11th February 2019 by Kevin Mullaney

The definition of diversity is still fairly narrow – we tend to focus almost solely on women and people from minority ethnic groups. While there is no doubt that these groups deserve a great deal of attention, there are also other demographics to consider. Workplaces need to think about how to ensure equality between the sexes and different ethnic groups in business, but they also need to think about catering for those with disabilities.

Workplace diversity is a big issue and for good reason. With continued reports asserting that diversity is key to business success, many organisations are working to find the solutions to improve their diversity record. Yet few talk about disabled people in the workplace and little attention is given to the fact that only around 50% of disabled people are in employment, while the employment rate for people without disabilities is around 80%.

Research has revealed that 20% of employers would be less likely to employ a disabled person, yet the truth is that disabled people have a huge range of skills to contribute to the workplace. Perhaps it’s partly because people are simply unaware of the huge amount that these individuals can contribute to organisations, but a couple of pointers can go a long way.

The key thing businesses can do to get started, and tap into a huge pool of talented individuals, is to look for support from the experts. Charities can offer a huge amount of resources and advice as well as case-studies on how to do it right, such as Mencap who specialise in learning disabilities.

However ultimately it can be simpler than many businesses think. As with any recruitment challenge, it’s just about matching the right person with the right type of role. And if you commit to making minor changes to your business which may allow a disabled person to more easily work with you, you’ll usually find it’s quite easy to provide what they need.
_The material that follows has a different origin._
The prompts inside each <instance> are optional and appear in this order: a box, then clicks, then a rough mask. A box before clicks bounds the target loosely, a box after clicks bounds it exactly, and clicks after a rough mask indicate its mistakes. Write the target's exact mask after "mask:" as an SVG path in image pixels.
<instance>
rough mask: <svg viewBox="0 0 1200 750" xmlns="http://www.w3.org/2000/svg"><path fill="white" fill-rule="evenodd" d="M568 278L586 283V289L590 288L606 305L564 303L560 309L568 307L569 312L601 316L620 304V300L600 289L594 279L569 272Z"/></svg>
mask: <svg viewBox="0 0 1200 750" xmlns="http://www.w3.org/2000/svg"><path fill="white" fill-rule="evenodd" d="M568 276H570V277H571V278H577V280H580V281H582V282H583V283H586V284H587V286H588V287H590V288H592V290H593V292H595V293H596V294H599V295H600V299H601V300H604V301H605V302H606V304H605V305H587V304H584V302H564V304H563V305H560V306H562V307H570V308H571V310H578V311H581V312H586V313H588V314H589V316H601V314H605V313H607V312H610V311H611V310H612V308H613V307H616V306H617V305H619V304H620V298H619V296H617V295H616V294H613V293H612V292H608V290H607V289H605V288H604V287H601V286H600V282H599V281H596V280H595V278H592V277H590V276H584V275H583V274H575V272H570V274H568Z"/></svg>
Realistically the easiest place to start might be by beginning with employing people who need a small amount of support and then building on that, as Jan Tregelles, CEO of Mencap has commented in a recent article with Changeboard. And, as Tregelles went on to say, when a business does get this right it sends such an amazing message about the organisation and what it stands for.

In an age where we are seeing consumers putting increased pressure on businesses to commit to social activism, and diversity has been proven to lead to increased business prospects, then perhaps a commitment to broader definitions of diversity could be key to success.